Dopo la pausa forzata del 2020 a causa del Covid, riprendono nell’estate 2021 i “nidi d’estate” del Comune di Perugia, opportunità educativo-ricreativa riservata ai bambini di età compresa tra 12 e 36 mesi iscritti ai nidi d’infanzia comunali.

Protocolli Covid e lavori: cosa cambia

Rispetto al servizio che è sempre stato effettuato dal 1991 in avanti, quest’anno l’iniziativa subirà alcune variazioni conseguenti essenzialmente ai protocolli per il contenimento del Covid 19 ed all’indisponibilità di alcune strutture interessate da lavori, ossia il polo educativo di Case Bruciate, il centro per l’infanzia Il Tiglio, i nidi di Villa Pitignano e Pian della Genna.

Le strutture

In ragione di ciò, la Giunta comunale ha deciso, su proposta del vice sindaco Tuteri, di attivare il servizio per le sole prime due settimane di luglio (e non tre come avveniva ante 2020), presso le seguenti strutture: Pinocchio e Aquilone del plesso di Case Bruciate, Orsacchiotto (Ponte Pattoli), Arcobaleno (Ponte San Giovanni), Grillo Parlante (Ferro di Cavallo), Peter Pan (Castel del Piano), Bottega della Fantasia (Ponte d’Oddi), 5 Granelli (San Sisto), Fantaghirò (Santa Lucia).

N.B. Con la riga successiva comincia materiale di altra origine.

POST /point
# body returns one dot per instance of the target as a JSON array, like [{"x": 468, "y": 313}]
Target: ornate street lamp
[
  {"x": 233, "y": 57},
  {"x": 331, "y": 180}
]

Altre novità riguardano le modalità di iscrizione. Non essendo possibile adottare la normale procedura, quest’anno verrà seguito un iter più snello che consentirà di garantire il servizio per le due settimane di luglio in continuità con le attività educative dei bambini e delle bambine che stanno frequentando i Nidi d’infanzia a gestione comunale diretta.

Tuteri: non un semplice centro estivo

“Non un semplice ‘centro estivo’ o una sorta di baby parking – commenta Tuteri – ma un servizio educativo a tutti gli effetti che, anche grazie allo specifico progetto elaborato dai coordinatori pedagogici e dai gruppi di lavoro nelle singole strutture, consente ai bambini e alle bambine accolti di concludere il ciclo educativo iniziato a settembre e accompagnarli verso il nuovo anno educativo ovvero verso la frequentazione della scuola dell’infanzia”.

L’asilo all’aperto

I nidi d’estate inoltre aprono la strada idealmente  all’avvio di un ulteriore progetto del vice sindaco Tuteri denominato “Outdoor Education”, che partirà dall’inizio del prossimo anno scolastico e che prevede, in sostanza,  l’organizzazione di un asilo interamente all’aperto.